③ 重要な会計上の見積り及び当該見積りに用いた仮定
当社グループの連結財務諸表は、わが国において一般に公正妥当と認められている会計基準に基づき作成されており、その作成にあたって適用している重要な会計方針については「第5 経理の状況」に記載しております。また、この連結財務諸表の作成において必要とされる見積りについては、一定の会計基準の範囲内で継続して検証し、必要に応じて見直しを行っておりますが、見積りには不確実性が伴うため、実際とは異なる結果となることがあります。
連結財務諸表の作成にあたって用いた会計上の見積り及び仮定のうち、特に重要と考えるものは以下のとおりであります。
(工事契約の履行義務の充足に係る進捗度の見積りによる収益認識)
当社グループは、工事契約に係る収益について、履行義務を充足するにつれて、一定の期間にわたり収益を認識する方法にて算出しております。

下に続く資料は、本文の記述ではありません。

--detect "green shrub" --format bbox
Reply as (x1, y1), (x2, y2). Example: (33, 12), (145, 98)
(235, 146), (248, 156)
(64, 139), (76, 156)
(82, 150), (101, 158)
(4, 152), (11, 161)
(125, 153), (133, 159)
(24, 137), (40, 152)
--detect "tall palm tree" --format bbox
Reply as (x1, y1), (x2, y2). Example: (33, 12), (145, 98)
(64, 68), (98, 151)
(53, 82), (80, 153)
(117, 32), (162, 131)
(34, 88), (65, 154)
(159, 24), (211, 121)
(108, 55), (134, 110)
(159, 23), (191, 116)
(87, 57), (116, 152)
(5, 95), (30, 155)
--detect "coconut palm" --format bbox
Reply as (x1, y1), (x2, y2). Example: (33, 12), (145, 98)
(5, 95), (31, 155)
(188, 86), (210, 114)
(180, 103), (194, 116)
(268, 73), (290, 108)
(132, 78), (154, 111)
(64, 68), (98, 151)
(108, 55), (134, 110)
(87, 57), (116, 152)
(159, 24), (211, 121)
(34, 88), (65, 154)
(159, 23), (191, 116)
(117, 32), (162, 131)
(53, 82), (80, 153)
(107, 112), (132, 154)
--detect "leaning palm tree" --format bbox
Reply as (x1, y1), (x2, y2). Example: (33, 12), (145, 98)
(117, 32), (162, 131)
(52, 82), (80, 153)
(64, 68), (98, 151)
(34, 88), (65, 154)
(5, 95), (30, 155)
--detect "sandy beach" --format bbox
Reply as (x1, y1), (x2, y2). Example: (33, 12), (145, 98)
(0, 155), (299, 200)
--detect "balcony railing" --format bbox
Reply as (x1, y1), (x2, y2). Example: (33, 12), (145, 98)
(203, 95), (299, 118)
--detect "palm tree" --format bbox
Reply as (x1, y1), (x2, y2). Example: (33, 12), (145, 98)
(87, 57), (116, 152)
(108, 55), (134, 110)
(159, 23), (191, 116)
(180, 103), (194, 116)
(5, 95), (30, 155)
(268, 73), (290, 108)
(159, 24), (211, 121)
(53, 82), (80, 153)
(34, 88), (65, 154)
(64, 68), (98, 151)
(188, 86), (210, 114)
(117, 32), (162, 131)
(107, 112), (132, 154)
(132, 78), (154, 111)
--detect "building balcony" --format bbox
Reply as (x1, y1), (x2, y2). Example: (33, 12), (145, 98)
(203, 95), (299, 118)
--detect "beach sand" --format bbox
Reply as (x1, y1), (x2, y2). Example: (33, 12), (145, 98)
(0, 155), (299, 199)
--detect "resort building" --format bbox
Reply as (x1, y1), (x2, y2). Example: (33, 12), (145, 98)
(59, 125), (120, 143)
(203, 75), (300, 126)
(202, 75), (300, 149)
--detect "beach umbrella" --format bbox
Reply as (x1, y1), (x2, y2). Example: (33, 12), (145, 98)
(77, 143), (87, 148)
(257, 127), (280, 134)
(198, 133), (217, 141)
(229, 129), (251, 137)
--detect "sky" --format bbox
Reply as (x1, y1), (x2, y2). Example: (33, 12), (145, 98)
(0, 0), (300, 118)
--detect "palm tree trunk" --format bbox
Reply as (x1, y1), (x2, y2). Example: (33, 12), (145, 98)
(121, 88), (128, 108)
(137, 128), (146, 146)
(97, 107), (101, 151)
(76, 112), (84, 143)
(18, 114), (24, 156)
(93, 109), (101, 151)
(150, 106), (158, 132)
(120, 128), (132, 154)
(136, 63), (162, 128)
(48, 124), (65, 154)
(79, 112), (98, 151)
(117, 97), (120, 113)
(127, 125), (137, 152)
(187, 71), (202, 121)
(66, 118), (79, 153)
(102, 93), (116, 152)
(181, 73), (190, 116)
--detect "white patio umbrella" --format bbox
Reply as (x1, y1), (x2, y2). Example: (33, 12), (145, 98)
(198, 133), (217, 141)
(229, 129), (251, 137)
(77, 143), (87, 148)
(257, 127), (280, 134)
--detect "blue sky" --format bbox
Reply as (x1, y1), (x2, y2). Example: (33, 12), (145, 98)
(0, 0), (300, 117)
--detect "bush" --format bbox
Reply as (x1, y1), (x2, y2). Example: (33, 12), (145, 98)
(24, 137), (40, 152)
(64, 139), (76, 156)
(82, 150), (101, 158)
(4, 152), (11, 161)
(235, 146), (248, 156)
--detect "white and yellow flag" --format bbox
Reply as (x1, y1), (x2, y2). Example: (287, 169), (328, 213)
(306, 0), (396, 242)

工事原価総額は、個々の案件に特有の状況を織り込んだ実行予算を使用しておりますが、工事着工後の作業内容の変更や機器材料価格又は外注価格の変動等に伴い、履行義務の充足に係る進捗度が変動することにより、認識する収益の金額に影響を与える可能性があります。
(繰延税金資産の回収可能性)
当社グループは、繰延税金資産について、将来の事業計画に基づく課税所得の発生時期及び金額によって見積っており、回収可能性があると判断した将来減算一時差異について繰延税金資産を計上しております。
当該見積りは、将来の不確実な経済状況の変動などによって影響を受ける可能性があり、実際に発生した課税所得の時期及び金額が見積りと異なった場合、繰延税金資産の金額に重要な影響を与える可能性があります。